In his testimony, Dale Drew, SVP and CSO at telecom and ISP firm Level 3 Communications, said that before the U.S. imposes regulation, a good place to start “would be to define a set of standards for manufacturers to meet pre-market for security.” Currently, too much attention is placed on how these devices should be operated, as opposed to how manufacturers can make them secure in the first place, he opined. To the extent that such standards can apply pressure globally on device-makers, “I think that we can get some traction and some momentum before we have to start regulating.”
In the meantime, Rep. Jan Schakowsky (D-Ill.) called on existing watchdog agencies including the FTC to play a more active, leading role in holding companies accountable for inadequate cybersecurity protections.
“Given the nature of cyberattacks, we cannot count on IoT manufacturers to do the right thing on their own,” said Schakowsky, ranking member of the Subcommittee on Commerce, Manufacturing and Trade. “They have little financial incentive to improve security and their customers may not even realize when their devices are being used to harm others.”
The threat of DDoS attacks, especially those caused by hijacked IoT devices, is growing rapidly year over year. According to Akamai Technologies' latest quarterly State of the Internet/Security Report – released last Tuesday – the total number of DDoS attacks in Q3 2016 increased by 71 percent, compared to the same period last year. Moreover, attacks featuring bandwidths of greater than 100 Gbps increased by 138 percent.
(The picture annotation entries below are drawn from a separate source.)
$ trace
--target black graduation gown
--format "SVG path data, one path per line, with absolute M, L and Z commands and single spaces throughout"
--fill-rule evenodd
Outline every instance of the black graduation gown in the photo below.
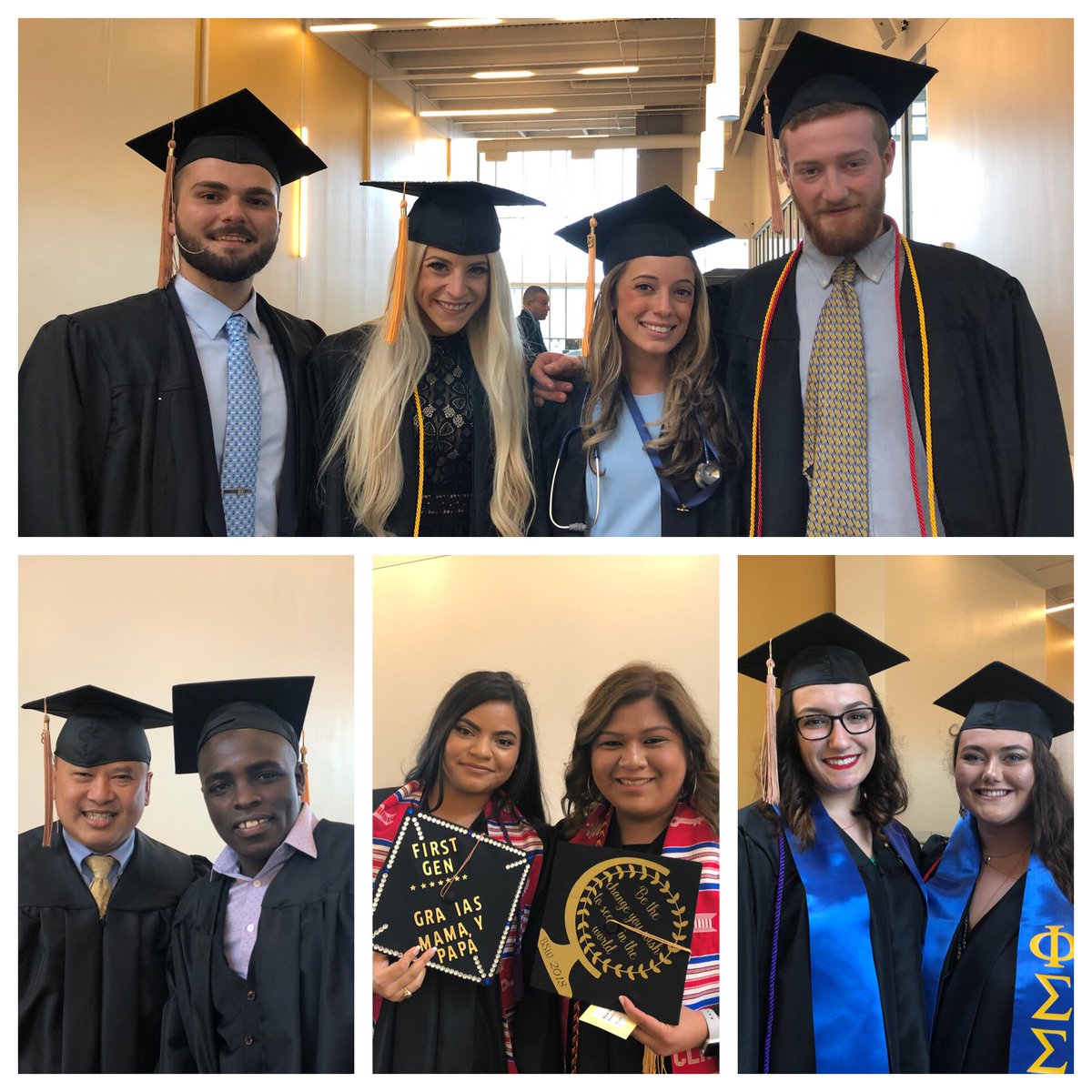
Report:
M 958 961 L 952 940 L 940 974 L 929 1045 L 930 1068 L 935 1073 L 1009 1071 L 1017 945 L 1025 881 L 1026 876 L 1022 876 L 1013 883 L 971 930 Z
M 139 830 L 102 921 L 55 828 L 19 835 L 19 1070 L 150 1073 L 167 1000 L 170 921 L 209 869 Z
M 760 807 L 751 804 L 739 811 L 739 1071 L 747 1073 L 762 1071 L 778 893 L 779 834 Z M 906 840 L 916 856 L 917 843 L 909 832 Z M 886 1032 L 891 1071 L 926 1072 L 928 1044 L 922 992 L 925 904 L 921 890 L 893 850 L 881 847 L 877 841 L 874 866 L 852 839 L 846 836 L 844 841 L 868 894 L 873 957 L 885 1023 L 883 1028 L 853 1025 L 846 1034 L 879 1036 Z M 774 998 L 770 1071 L 814 1073 L 807 895 L 787 844 Z
M 318 346 L 311 358 L 313 403 L 319 414 L 316 427 L 320 461 L 325 455 L 333 431 L 345 412 L 345 402 L 353 391 L 364 352 L 375 329 L 372 323 L 364 323 L 352 330 L 331 334 Z M 477 369 L 473 367 L 473 357 L 470 355 L 470 346 L 465 344 L 465 339 L 463 348 L 472 365 L 466 370 L 471 391 L 471 412 L 474 417 L 474 497 L 471 508 L 471 534 L 492 535 L 496 534 L 492 520 L 489 518 L 494 477 L 492 424 L 485 388 L 478 379 Z M 399 426 L 399 446 L 404 467 L 402 492 L 387 526 L 392 534 L 412 535 L 417 510 L 417 423 L 412 401 L 406 406 Z M 318 518 L 321 534 L 367 535 L 364 527 L 357 526 L 353 509 L 345 497 L 344 477 L 344 463 L 339 458 L 319 483 L 317 502 L 321 510 Z
M 304 367 L 313 323 L 258 297 L 284 375 L 288 429 L 277 533 L 308 534 L 314 477 Z M 201 365 L 174 285 L 62 314 L 19 372 L 21 535 L 224 535 Z
M 922 242 L 911 242 L 911 250 L 925 307 L 934 476 L 946 534 L 1072 535 L 1065 423 L 1046 343 L 1023 288 L 973 254 Z M 787 260 L 767 262 L 710 293 L 724 387 L 748 453 L 762 321 Z M 924 437 L 922 341 L 909 274 L 900 306 L 906 371 Z M 808 495 L 800 471 L 795 270 L 771 323 L 760 400 L 762 533 L 803 535 Z M 905 444 L 905 437 L 898 439 Z M 924 492 L 924 465 L 918 480 Z
M 571 536 L 583 535 L 580 531 L 562 531 L 554 526 L 549 517 L 550 483 L 554 486 L 554 519 L 562 526 L 586 523 L 587 494 L 584 487 L 584 471 L 587 461 L 579 434 L 569 437 L 561 450 L 565 435 L 580 424 L 584 392 L 587 384 L 573 381 L 572 393 L 565 402 L 547 402 L 538 411 L 537 451 L 535 454 L 535 489 L 537 503 L 532 533 L 535 535 Z M 558 459 L 560 458 L 560 465 Z M 557 467 L 557 478 L 554 470 Z M 672 484 L 679 498 L 686 502 L 698 492 L 692 478 L 673 478 Z M 712 496 L 697 508 L 680 512 L 670 497 L 660 490 L 660 526 L 664 538 L 689 535 L 735 535 L 739 533 L 739 488 L 738 466 L 721 466 L 721 484 Z
M 353 828 L 323 819 L 314 845 L 318 859 L 294 853 L 270 885 L 250 957 L 266 1073 L 353 1071 Z M 212 959 L 230 886 L 212 874 L 175 914 L 162 1072 L 219 1071 Z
According to Drew's testimony, approximately 2 million IoT devices were at one point affected by the Mirai botnet malware or its predecessor Bashlite – only a fraction of which (100,000, according to Dyn) were used in the Oct. 21 DDoS attack that barraged Domain Name System service provider Dyn with malicious traffic, in turn disabling numerous major websites.
“The Internet as a whole has taken steps to neuter portions of [the threat], but it's still a 1.5, 1.6 million-strong-node botnet,” said Drew to Congress. “The saving grace we've had so far is that no one's been able to afford to rent all 1.7 million nodes. They've been renting them at 80 to 150 thousand nodes at a time. Our biggest fear is that another adversary sees the power of this total force and begins to adopt attacks that follow a similar nature.”